Under the terms of the injunctions the McCabes cannot dispose, sell, or transfer any asset worth more than €5,000 in which any of them has a legal or beneficial interest.
They are also prevented from taking any steps to sell, transfer, or discharge a number of their assets including shares, properties, and cash in bank accounts.
They are further prevented from doing anything to obstruct Nama from recovering debts or enforcing judgments obtained by the agency against the defendants.
Seeking the injunctions, Rossa Fanning BL, for Nama, said his client had acquired approximately €235m worth of loans owed to AIB, IBRC, and Bank of Ireland by companies controlled by the McCabes, guaranteed by John McCabe Sr.
The information on which Nama based its application was contained in letters to Nama by solicitors for the defendants, so there could be no dispute as to the facts, counsel said.
Counsel added that undertakings, offered late in the day by the defendants, were now not acceptable to his client and Nama wanted the injunctions in place.

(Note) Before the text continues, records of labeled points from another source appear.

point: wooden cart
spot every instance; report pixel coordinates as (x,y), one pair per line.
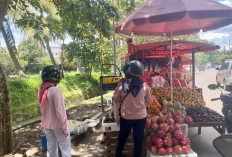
(111,141)
(219,126)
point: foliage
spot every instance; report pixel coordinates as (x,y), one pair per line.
(30,51)
(24,93)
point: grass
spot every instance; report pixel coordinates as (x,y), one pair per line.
(75,89)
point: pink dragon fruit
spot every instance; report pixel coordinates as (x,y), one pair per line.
(169,115)
(149,145)
(171,128)
(170,121)
(175,141)
(154,119)
(168,135)
(154,149)
(154,126)
(188,119)
(178,134)
(148,123)
(169,150)
(177,149)
(168,142)
(179,119)
(177,126)
(183,141)
(160,133)
(159,142)
(185,150)
(164,127)
(177,113)
(162,151)
(162,119)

Lawyers for the McCabes had opposed Nama’s application. Martin Canny BL, for Mr and Mrs McCabe and four of their children, denied any wrongdoing. He asked the court to adjourn the matter to allow time to respond to Nama’s claims, and offered several undertakings on behalf of his clients.
Counsel added that a freezing order could negatively impact on the proposed sale of an apartment owned by Mr and Mrs McCabe at London’s Park Lane.
Lawyers for Ms McCarthy said she was a stranger to the allegations, and had nothing to do with the dissipation of assets. Ms McCarthy was a housewife who resigned her directorships of the various McCabe companies with which she had been involved.
In his ruling Mr Justice McCarthy said he was satisfied, from both the evidence before him and an undertaking as to damages by Nama, to grant the injunctions sought.
While accepting the evidence was not as strong against Ms McCarthy, the judge said her close ties to the other defendants were such that the court should make orders against her.
The defendants, the judge said, would not suffer any prejudice as the orders would only remain in place until Friday.